Natural Resources and Climate Change
Throughout the Global South, the extraction of natural resources—metals, minerals, forests, and fossil fuels—is growing rapidly, causing severe environmental damage and social harm, particularly to indigenous and rural communities. Added to that, weak governance and corruption mean that revenues from extraction disproportionately benefit big corporations and all too commonly bypass the communities of origin entirely.
Indigenous peoples and local communities with secure rights to their land are the best defenders of the natural environment. Currently, communities with these rights prevent at least 300 billion metric tons of carbon from being released into the atmosphere by stopping deforestation of their lands. Yet, while indigenous peoples and local communities claim customary rights over at least half the world’s lands and forests, they have legally recognized rights to own or use just 18 percent.

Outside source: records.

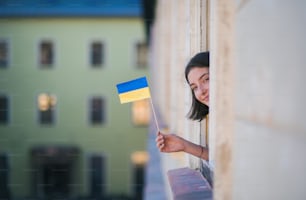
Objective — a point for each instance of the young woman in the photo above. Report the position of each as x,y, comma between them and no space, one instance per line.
197,76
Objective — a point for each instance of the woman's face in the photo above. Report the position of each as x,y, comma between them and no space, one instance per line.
198,78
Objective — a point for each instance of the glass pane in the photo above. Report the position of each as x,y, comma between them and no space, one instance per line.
3,54
96,54
46,53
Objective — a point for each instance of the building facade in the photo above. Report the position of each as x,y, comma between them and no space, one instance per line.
63,131
256,130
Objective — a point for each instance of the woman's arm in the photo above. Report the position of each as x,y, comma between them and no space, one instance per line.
173,143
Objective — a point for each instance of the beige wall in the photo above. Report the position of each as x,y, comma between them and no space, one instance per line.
270,130
257,129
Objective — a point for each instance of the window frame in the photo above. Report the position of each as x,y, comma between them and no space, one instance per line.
9,50
55,110
9,108
104,53
104,110
134,56
53,65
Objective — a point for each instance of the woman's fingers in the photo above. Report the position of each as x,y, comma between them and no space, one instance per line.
160,141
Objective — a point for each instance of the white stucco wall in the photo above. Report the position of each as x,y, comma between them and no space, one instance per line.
270,130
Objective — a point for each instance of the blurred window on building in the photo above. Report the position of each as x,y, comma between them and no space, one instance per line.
46,107
4,177
97,54
4,109
139,160
97,110
141,112
4,53
141,55
46,54
97,176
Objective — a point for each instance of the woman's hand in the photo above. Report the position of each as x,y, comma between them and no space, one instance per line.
169,143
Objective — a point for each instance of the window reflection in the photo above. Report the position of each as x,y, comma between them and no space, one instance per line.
46,107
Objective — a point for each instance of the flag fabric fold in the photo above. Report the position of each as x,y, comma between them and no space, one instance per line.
133,90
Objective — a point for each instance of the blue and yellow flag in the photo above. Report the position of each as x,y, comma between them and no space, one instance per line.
133,90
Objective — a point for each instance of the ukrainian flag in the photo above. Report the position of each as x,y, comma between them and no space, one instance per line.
133,90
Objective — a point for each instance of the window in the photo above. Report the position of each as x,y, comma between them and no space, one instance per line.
96,54
97,110
97,175
46,106
141,55
4,110
46,54
4,54
139,160
4,176
141,112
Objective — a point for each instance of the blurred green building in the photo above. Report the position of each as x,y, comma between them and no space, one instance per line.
63,131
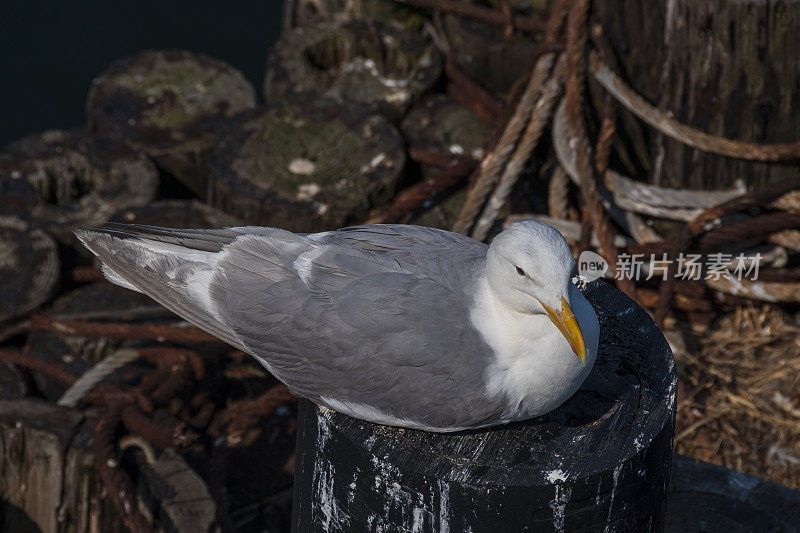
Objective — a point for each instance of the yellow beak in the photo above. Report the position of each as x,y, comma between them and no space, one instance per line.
568,326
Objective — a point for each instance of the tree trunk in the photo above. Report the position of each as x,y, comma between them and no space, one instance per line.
726,67
599,462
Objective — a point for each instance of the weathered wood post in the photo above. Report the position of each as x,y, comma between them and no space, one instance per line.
600,462
726,68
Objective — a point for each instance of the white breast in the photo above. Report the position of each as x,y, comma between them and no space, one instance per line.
534,369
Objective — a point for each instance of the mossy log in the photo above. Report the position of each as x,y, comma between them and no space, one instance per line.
381,66
177,214
80,178
713,499
48,482
309,167
600,462
495,61
442,126
29,267
101,302
169,104
728,68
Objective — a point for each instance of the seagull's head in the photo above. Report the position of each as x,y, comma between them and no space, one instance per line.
529,268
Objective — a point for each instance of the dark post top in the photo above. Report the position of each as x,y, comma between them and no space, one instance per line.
600,460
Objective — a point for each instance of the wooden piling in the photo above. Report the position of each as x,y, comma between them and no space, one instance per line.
600,462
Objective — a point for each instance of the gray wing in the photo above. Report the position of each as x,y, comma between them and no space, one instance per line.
374,316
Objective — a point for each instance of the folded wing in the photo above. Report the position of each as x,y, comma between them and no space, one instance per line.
373,316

Our goal is to foster agency among rural communities in South Africa, Zimbabwe, Nigeria, Ghana, Senegal, Colombia, Peru, Brazil, Mexico, Guatemala, Honduras, and Indonesia—helping them to secure land rights and have their say in the planning of projects. They should enjoy their fair share of revenues when projects do occur and receive compensation when there are injurious outcomes.
Additionally, we work with companies and governments to reduce illicit finance, corruption, tax evasion, and environmental crimes associated with the natural resource sector, and to redirect associated savings toward programs that help reduce inequality.